Le rattrapage égalitaire s’est pourtant concrétisé dans plusieurs autres domaines. En médecine par exemple, «mais la médecine c’est encore “prendre soin de“», remarque Blanche Paradis. Bref, elles sont en plus grande proportion dans des «prolongements» de leur rôle traditionnel. Et la tradition continue de peser lourd, même dans la tête des femmes.

La mère, l’élue

Qui ne sait pas que la condition familiale des femmes explique aussi les réticences? «Les horaires atypiques et imprévisibles pèsent sur l’organisation d’une famille», fait remarquer Elsie Lefebvre, qui a eu deux enfants depuis qu’elle est entrée en politique. On sent à la fois la mère et la politicienne quand elle s’exclame. «Il n’y avait même pas de table à langer à l’hôtel de ville quand j’ai commencé à siéger.» Une salle d’allaitement munie d’un tel mobilier a depuis été aménagée.

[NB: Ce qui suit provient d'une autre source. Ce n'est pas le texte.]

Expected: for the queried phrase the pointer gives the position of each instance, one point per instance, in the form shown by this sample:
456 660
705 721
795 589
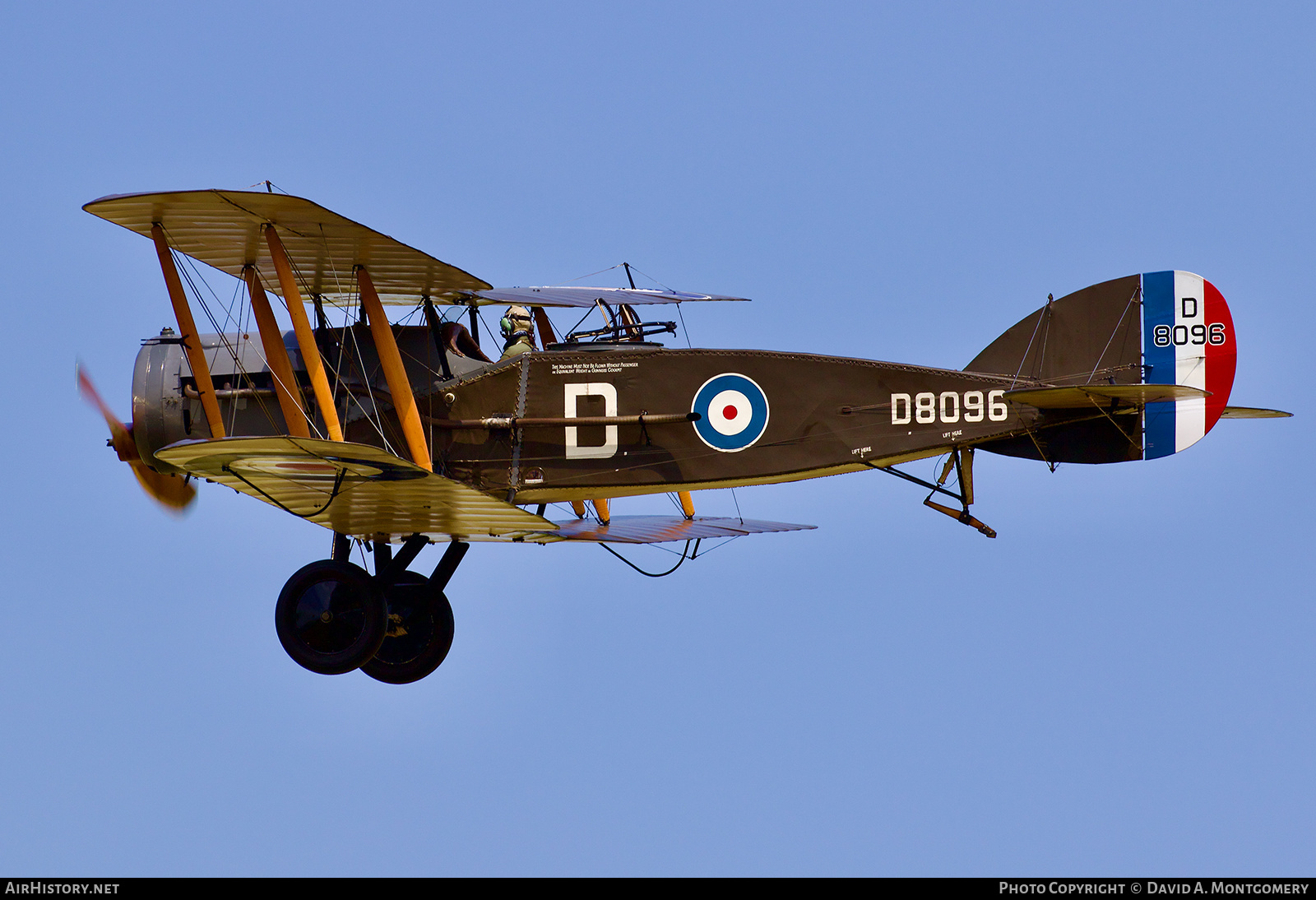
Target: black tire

Pourquoi vouloir attirer plus de femmes en politique, si ce n’est pour «pour faire de la politique autrement» comme le veut Mme Paradis ? Pour celle qui est déjà élue municipale, en plus d’une question de parité, «c’est pour avoir des institutions qui incarnent la diversité de la population.»

Surtout, elles pourraient être le nouveau souffle dont la démocratie municipale a grandement besoin. Les femmes pour faire le ménage ?

Désolé, la blague était trop facile.